我尝试自己实现一个基本的深度神经网络算法来解决分类问题。我已经尝试使用 iris 数据集进行此测试,但是,我的实现给了我非常糟糕的结果,它严重欠拟合数据,我得到的最佳准确度是 66%,最低甚至达到 0%,对于每个运行我的算法,即使我设置了低随机性种子,我得到的结果也有很大差异。
我选择了 tanh 激活函数、0.01 的学习率、输出层的 softmax 激活和输入变量的标准标量归一化。
所以,我想知道我是否做错了任何数学部分,或者错过了这个算法的任何基本部分,非常感谢任何建议或更正。非常感谢你。
这是代码:
data = load_iris()
X = data.data
y = data.target
class Neural_Network:
def __init__(self, n_hlayers, n_nodes, lr):
#No. of hidden layers
self.n_layers = n_hlayers
#No. of nodes in each of the hidden layer
self.n_nodes = n_nodes
#Learning rate of the algorithm
self.lr = lr
# Dictionary to hold the node values of all the layers
self.layers = { }
# Dictionary to hold the weight values of all the layers
self.weights = { }
def _softmax(self,values):
'''Function to perform softmax activation on the node values
returns probabilities of each feature'''
exp_scores = np.exp(values)
probs = exp_scores / np.sum(exp_scores, axis=1, keepdims=True)
return probs
def _derivate_tanh(self,values):
'''Function that performs derivative of a tanh activation function'''
#Derivative of tanh is 1 - tanh^2 x
return (1 - np.power(values, 2))
def fit(self,X,y):
'''This function constructs a Neural Network with given hyper parameters and then runs it for
given no. of epochs. No. of nodes in all the hidden layers are the same for simplicity's sake.
returns: None / NA'''
print('Fitting the data ')
try:
X = np.array(X)
y = np.array(y)
except:
print('Could not make sense of the inputs')

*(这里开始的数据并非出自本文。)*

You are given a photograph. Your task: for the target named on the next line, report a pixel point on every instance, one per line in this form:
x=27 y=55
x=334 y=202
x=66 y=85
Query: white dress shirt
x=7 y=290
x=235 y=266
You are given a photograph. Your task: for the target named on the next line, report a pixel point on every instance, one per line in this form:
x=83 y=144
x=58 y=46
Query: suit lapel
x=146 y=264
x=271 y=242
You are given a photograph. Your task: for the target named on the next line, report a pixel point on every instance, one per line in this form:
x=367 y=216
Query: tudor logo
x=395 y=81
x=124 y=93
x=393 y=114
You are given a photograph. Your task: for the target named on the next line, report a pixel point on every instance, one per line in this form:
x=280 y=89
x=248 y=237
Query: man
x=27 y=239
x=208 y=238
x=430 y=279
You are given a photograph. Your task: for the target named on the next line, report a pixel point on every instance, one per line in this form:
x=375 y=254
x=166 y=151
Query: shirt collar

# No. of examples and the dimensions of each sample
self.num_examples, self.features = X.shape
#Setting default layers
#Input layer
self.layers['input'] = np.zeros(shape=[1,self.features])
#Hidden layers
for i in range(1, (self.n_layers+ 1 )):
self.layers['layer-1' + str(i)] = np.zeros(shape=[1,self.n_nodes])
#Output layer
self.layers['output'] = np.zeros(shape=[1, len(np.unique(y)) ])
#Setting random weights
for i in range(1, (self.n_layers+2)):
#Weights for first layer
if i == 1:
self.weights['weight-1' + str(i)] = np.random.uniform(low=0.1, high = 0.2, size=[self.features, self.n_nodes])
#Weights for hidden layer
elif i < (self.n_layers+1):
self.weights['weight-1' + str(i)] = np.random.uniform(low = 0.1, high = 0.2, size=[self.n_nodes, self.n_nodes])
#Weights for output layer
else:
self.weights['weight-1' + str(i)] = np.random.uniform(low = 0.1, high = 0.2, size = [self.n_nodes, len(np.unique(y))])
#no. of epochs taken from the user
epochs = int( input('Please choose no.of epochs: '))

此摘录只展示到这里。